The configuration revision of the switch you inserted was higher than the
configuration revision of the VTP domain. Therefore, your
recently-introduced switch, with almost no configured VLANs, has erased all
VLANs through the VTP domain.
This will happen whether the switch is a VTP client or a VTP server. A VTP
client can erase VLAN information on a VTP server.

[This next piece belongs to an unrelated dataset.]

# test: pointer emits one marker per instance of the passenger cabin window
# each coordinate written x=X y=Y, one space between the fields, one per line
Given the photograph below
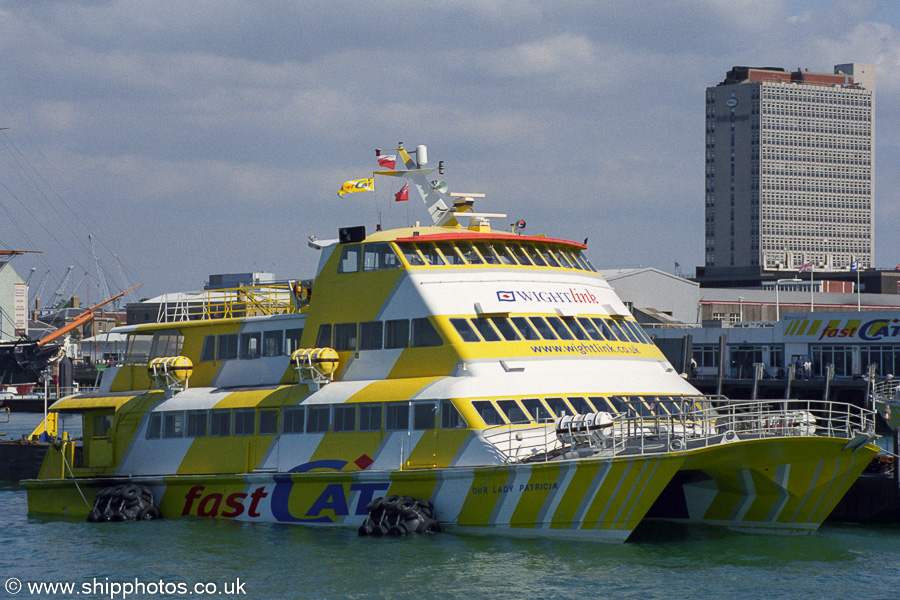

You will know that this
has happened when many of the ports in your network go into inactive state,
but continue to be assigned to a non-existing VLAN.
Solution:
Quickly reconfigure all of the VLANs on one of the VTP servers.
What to Remember:
Always make sure that the configuration revision of all switches inserted
into the VTP domain is lower than the configuration revision of the switches
already in the VTP domain.
http://www.cisco.com/warp/customer/473/21.html#vtp_ts_rec_ins
HTH
JDC
-----Original Message-----
From: Robert L. DuBell [mailto:bobdu11@cox.net]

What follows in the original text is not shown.